Browns president Carmen Policy said Palmer's contract is for five years and would be worth approximately $5 million plus incentives.
Palmer was offered and accepted the job Wednesday after a day spent with Policy, team owner Al Lerner and director of football operations Dwight Clark.
As Palmer talked about his plans for building the new Browns, he stopped to address the former Cleveland players.
'The tradition and pride that you guys have built with the Browns is something we'll cherish and build our program on,' he said.
That was the same type of comment that helped Palmer win over Policy in their first interview late last week. Policy had never met Palmer, but came away from their visit shocked by Palmer's preparedness and an engaging personality he had only heard about.
Palmer fit the Browns' head coaching profile - offensive-minded, expansion team background, experience with young quarterbacks - from the start.
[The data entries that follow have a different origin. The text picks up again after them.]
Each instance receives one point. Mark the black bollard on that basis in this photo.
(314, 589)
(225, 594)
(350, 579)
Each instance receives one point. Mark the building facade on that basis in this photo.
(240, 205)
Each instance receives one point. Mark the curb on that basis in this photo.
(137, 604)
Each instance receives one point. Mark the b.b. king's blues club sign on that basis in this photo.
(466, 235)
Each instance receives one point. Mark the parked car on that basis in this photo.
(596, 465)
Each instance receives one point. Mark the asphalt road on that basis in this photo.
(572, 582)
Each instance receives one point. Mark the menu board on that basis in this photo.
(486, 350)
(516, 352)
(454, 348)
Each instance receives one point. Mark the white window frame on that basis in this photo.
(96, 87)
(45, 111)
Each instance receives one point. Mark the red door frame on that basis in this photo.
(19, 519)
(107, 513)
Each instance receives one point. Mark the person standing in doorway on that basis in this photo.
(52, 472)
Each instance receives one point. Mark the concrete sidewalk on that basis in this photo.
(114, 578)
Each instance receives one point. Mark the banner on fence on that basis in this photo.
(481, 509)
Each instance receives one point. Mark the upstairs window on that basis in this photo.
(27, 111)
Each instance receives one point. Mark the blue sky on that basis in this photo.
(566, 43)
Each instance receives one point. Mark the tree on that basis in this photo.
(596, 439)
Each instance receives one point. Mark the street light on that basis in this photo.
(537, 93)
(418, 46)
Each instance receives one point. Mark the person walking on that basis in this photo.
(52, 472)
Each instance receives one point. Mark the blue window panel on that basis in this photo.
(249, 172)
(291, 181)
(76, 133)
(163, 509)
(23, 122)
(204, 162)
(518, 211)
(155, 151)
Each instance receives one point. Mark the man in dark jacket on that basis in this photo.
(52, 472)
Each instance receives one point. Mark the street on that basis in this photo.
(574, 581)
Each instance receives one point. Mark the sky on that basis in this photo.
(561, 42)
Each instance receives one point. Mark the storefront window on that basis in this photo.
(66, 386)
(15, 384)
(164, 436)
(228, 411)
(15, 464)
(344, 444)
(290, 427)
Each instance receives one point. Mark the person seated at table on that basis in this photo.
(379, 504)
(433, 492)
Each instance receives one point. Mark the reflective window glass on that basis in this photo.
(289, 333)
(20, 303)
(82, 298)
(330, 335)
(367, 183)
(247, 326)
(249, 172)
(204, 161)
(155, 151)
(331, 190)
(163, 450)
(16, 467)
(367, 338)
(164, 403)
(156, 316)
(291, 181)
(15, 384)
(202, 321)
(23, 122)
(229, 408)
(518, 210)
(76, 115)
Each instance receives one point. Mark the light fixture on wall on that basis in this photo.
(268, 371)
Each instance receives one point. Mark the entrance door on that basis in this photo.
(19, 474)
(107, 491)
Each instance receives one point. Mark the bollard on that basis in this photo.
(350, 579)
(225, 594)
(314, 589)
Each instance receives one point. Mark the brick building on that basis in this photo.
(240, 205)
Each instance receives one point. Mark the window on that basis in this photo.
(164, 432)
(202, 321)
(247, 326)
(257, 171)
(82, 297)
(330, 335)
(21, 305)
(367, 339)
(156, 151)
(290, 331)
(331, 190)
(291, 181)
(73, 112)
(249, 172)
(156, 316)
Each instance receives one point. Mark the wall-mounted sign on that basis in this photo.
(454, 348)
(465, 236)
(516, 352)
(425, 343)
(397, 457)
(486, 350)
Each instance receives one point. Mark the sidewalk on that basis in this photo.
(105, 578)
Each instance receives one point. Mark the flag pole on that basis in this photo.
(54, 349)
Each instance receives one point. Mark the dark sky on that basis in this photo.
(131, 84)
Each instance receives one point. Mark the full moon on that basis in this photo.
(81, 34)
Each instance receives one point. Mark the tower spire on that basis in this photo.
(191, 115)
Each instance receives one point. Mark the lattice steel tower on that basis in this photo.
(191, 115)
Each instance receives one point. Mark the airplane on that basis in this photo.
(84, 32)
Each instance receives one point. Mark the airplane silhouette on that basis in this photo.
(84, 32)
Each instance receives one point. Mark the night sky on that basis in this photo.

The Browns are considering making University of Kentucky quarterback Tim Couch the top pick in the draft.
The Browns had intended to try and hire Minnesota offensive coordinator Brian Billick on Monday, but when he told Cleveland he was still interested in interviewing with Baltimore, Policy said to go ahead and Billick signed with the Ravens.
Policy called Palmer back to meet with Lerner and Clark, who were both out of town when the coach first visited.
Policy said while the interview continued, he received two dozen phone calls endorsing Palmer.